I remember the basement, where we built forts and rollerbladed in the winter and learned all the words to Paula Abdul's greatest hits.
I remember my bedroom, with the pink and green flowers stenciled all across the top. I remember my bed, with the reading light where I first fell in love with reading, and would stay up late until my mom commanded me to turn off the light.
I remember the 4th of July, going to Coralville with my brothers and cousins Christine, Laura and Jen, and lighting "snakes" and laying on blankets by the lake watching the fireworks. (Early cousinfriend years).
I remember my grandma Phyllis' house, with the molasses cookies and the river in her backyard. I remember her cranapple tree in the front yard, and the big yard next door that we always called the "vacant lot". I remember driving the "double dips" street near her house, and I remember the park a few blocks away where my brothers played baseball and I ate yellow popsicles.

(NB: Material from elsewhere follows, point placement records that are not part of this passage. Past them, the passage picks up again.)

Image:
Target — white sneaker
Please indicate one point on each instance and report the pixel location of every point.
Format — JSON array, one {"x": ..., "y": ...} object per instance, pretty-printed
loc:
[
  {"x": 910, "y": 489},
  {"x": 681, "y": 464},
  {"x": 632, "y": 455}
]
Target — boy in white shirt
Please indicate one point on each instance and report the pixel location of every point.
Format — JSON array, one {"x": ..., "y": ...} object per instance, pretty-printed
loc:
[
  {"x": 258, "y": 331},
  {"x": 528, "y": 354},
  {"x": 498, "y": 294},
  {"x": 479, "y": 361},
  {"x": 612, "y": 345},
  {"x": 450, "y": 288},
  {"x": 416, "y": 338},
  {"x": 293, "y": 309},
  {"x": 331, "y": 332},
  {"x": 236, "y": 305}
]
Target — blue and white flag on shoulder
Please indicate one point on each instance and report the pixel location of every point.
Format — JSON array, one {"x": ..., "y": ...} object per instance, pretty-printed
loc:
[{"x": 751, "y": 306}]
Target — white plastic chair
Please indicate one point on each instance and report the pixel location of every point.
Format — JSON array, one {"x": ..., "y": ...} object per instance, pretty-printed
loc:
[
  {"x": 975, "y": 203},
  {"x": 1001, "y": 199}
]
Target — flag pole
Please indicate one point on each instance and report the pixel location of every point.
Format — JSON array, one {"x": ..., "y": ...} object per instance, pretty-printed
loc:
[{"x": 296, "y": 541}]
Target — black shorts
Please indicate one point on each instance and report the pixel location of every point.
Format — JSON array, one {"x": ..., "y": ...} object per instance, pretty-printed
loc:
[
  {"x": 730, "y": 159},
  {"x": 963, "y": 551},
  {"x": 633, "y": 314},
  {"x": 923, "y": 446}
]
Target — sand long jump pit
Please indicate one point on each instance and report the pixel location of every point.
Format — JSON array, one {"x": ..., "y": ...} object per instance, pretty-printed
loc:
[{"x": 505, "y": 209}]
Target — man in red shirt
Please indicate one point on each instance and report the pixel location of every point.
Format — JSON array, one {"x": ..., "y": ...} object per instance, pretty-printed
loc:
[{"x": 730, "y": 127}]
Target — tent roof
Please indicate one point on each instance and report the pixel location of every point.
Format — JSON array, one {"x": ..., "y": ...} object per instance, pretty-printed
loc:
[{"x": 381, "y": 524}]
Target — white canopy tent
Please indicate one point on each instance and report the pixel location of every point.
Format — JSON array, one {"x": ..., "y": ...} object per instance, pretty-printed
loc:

I remember the Willow Tree park where I had soccer, and when Shawn Steil tried to drive me home from practice, how I wouldn't go with him until he called my mom to find out what our secret code word was. I remember that our secret code word was chocolate.
I remember our backyard, with the garden that had rhubarb and lettuce and carrots. I remember the clothesline, and the berry-patch behind the garage. I remember the compost pile and the apple tree that we beat up by climbing every summer.
When I think back to my childhood, Mike's bad behavior is a footnote, a paragraph. The rest of the story is loud and carefree... and joyful. Riding bikes up to Sunset and then whizzing down around the block. Playing at Marjorie's house with the neighborhood kids. Sparklers on the 4th of July and birthday parties and running through the sprinkler on a hot July day. The Melrose Market. Parking cars on Hawkeye Football game days. Sledding on the hill by the yellow house. Piano lessons at Nadine's. The embroidered toothfairy pillow. Santa coming early. The foosball table. St. Thomas Moore.
All of that and more, I owe to the biggest influence in my life, my mom, the birthday girl.